Before We Met by Lucie Whitehouse is a novel I purchased on Amazon in December 2018 for USD 0.99. As of the date of this review, the price is US 9.49 and it has just over 300 reviews, 33% of which are five-star reviews. I think the author is good but is writing for a tough audience. Psychological thriller readers want something “never-been-done-before.” Philosophers will argue that is not possible so the author must come up with a different twist on familiar themes. I liked the story and gave it five Amazon stars. Because it had parts where the action was slow, I can see some readers knocking it down to four Amazon stars, but I was willing to give the story a chance. When it picks up the pace is good and is worth waiting (reading) for.

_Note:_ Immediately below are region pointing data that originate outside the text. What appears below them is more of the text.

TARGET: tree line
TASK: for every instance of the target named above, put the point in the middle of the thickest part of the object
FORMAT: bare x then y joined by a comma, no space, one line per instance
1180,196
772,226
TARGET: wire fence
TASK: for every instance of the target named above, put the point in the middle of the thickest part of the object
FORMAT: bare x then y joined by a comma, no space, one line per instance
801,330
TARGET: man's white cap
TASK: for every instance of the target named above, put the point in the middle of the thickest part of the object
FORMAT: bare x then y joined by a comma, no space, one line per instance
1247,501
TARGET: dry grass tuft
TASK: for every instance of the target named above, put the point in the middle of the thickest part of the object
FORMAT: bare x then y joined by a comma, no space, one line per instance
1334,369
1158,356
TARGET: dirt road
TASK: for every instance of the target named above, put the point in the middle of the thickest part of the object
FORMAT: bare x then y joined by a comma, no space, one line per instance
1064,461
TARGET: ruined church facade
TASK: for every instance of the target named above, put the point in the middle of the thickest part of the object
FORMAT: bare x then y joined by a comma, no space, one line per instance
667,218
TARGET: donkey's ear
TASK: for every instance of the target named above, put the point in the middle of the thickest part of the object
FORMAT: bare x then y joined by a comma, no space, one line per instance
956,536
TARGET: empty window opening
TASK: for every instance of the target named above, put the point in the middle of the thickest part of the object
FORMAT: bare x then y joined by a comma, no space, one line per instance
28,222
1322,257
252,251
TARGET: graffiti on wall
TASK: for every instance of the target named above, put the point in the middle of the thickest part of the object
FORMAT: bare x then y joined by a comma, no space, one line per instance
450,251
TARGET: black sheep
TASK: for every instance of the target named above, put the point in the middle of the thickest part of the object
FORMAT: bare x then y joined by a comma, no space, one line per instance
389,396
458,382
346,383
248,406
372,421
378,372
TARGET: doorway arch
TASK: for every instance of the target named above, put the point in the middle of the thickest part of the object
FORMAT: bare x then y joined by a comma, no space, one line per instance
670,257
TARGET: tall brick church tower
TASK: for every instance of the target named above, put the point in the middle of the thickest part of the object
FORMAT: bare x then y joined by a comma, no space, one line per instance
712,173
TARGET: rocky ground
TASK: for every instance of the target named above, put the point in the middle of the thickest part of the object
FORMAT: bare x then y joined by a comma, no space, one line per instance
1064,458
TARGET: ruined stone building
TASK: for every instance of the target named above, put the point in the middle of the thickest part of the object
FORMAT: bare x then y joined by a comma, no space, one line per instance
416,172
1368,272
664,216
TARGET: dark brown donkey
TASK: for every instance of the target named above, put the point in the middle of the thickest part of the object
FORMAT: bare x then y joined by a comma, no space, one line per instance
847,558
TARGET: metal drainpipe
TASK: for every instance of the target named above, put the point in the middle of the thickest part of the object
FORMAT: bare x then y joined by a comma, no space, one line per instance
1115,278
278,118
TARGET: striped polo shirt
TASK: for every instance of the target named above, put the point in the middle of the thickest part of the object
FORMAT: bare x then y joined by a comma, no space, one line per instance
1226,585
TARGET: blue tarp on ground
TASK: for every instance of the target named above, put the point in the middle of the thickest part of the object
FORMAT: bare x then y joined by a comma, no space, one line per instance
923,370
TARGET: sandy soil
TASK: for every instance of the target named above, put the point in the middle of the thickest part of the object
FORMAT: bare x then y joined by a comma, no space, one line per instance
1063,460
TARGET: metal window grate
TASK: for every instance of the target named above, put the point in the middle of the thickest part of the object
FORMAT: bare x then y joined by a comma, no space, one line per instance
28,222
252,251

Splintered Courage by J. E. Sawyer is billed as a new adult contemporary romance according to a statement on its cover. I could not get into the story at all. I cannot think of an audience that this would appeal to. The writing is mechanically good; there are no embarrassing grammar goofs, typos, or formatting problems. The story is good, but it just never takes off. It is as bland as an everyday conversation between two interested parties because more than those two would not be interested.

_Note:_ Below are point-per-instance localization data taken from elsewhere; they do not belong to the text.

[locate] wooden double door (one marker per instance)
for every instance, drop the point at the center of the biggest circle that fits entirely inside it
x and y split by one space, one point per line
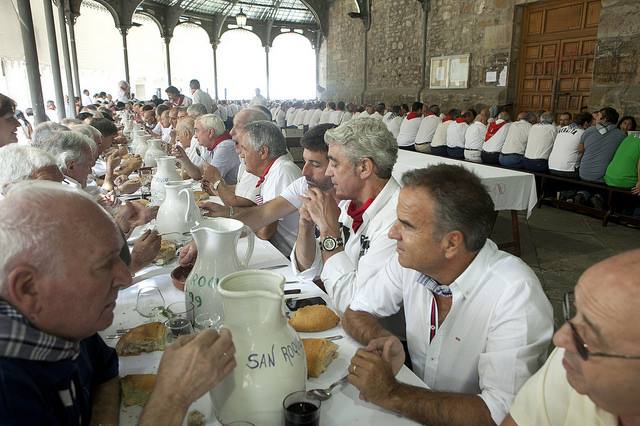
557 55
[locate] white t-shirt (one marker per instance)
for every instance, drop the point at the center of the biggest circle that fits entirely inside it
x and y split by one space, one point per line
427 128
564 155
495 142
494 338
541 137
516 139
408 131
440 135
456 133
281 174
474 138
365 251
547 399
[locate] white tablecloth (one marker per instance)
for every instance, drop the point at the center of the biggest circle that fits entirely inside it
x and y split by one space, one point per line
344 407
509 189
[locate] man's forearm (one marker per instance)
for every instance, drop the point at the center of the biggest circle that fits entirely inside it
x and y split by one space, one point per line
105 405
437 408
363 326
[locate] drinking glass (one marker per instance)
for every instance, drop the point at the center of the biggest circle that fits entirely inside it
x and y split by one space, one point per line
149 303
299 410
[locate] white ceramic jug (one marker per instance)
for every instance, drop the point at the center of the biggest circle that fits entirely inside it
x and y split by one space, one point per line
269 354
154 150
217 241
166 172
178 212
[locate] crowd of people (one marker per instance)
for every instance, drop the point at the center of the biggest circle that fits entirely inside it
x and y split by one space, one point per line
405 264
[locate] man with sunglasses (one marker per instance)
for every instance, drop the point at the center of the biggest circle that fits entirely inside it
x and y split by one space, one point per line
593 376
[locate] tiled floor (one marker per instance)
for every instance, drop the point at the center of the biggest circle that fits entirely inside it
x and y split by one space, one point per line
559 245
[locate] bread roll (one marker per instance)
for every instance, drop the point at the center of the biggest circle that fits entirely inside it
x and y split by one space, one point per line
143 338
320 353
136 388
314 318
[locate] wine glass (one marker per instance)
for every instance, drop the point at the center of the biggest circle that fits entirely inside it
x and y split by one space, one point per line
149 302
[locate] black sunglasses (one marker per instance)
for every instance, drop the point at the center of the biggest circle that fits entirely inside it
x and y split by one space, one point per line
581 346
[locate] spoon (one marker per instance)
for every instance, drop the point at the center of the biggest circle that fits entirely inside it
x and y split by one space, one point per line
324 394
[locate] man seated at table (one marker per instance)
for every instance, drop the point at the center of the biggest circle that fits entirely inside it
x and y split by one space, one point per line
216 149
54 298
593 376
264 151
478 322
353 242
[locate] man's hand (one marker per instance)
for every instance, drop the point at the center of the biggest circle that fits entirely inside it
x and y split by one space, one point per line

The House of Twelve by Sean Davies will deceive the reader many times. The idea seems familiar. Twelve people wake up in a house but can’t remember how they got there. They don’t know each other and can’t figure out a connection that will tie them together. It is almost as if they had been drugged, kidnapped, and imprisoned in one house. That they were imprisoned is obvious from many indicators. Doors are steel, reinforced, and locked. Where there should be windows, the glass has been replaced by thick constructions of brick. And on a coffee table in the living room, there is a document with House Rules. The first one says they will never be allowed to escape, the second rations the food and water, and the third relates to their imminent deaths. There is constant background music; think elevator music. Each evening at 2300 the music will stop, and one person must die. The victim can die by suicide or be killed by others. If no selection or volunteer happens before 2400, gas will kill all of them.

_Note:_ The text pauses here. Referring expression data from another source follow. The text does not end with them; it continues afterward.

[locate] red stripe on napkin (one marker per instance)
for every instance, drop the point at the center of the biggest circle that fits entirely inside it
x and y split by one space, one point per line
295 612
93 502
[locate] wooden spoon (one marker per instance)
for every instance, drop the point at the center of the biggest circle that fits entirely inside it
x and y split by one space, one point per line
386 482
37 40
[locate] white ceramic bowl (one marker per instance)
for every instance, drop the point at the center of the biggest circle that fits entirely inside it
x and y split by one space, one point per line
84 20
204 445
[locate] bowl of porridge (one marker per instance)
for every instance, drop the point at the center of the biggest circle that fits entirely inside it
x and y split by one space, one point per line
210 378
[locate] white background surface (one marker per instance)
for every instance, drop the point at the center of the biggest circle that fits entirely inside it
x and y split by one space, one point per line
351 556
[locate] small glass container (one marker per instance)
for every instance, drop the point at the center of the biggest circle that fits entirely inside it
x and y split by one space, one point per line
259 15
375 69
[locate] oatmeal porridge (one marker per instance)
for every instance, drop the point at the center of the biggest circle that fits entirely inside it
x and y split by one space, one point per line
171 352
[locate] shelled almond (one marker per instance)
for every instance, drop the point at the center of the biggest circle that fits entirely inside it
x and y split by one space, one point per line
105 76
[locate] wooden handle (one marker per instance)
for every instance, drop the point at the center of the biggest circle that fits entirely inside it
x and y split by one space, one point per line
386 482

Dying for Justice by Pauline Lynne Isaksen is a crime thriller set in England. Crime thrillers inevitably involve the police. Police procedures in England come complete with their own vocabulary strange to an American ear. A lot of other vocabulary was quite strange and new for me, much of it has to do with food and fashion. Because I learned new things, I really felt rewarded for reading the novel. The plot seemed to be a straightforward murder mystery but there were so many twists along the way, not to mention a surprising “pre-ending” that I was thoroughly entertained by this 244-page novel. It was a fast read of just under four hours and because of all the twists, it was a page-turner.
Death of a Saturday by Janice Croom is published to introduce readers to her writing style. Interested readers then will read further stories in the Kadence MacBride series: Death of an Idiot Boss and Death of an Island Tart both available on Amazon. I received this short story for free through Prolific Works (formerly Instafreebie) and joined the authors mailing list.
Kadence and husband Terrence were having a quiet weekend until Kadence’s mom called. Her good friend Hattie McBride was in jail for murdering her husband, Blind Willie. Mom knew Hattie hadn’t done it and demanded that daughter Kadence take husband Terrence with her to the jail and bring Hattie from the jail to Mom’s house. Of course, Mom said, Hattie was innocent.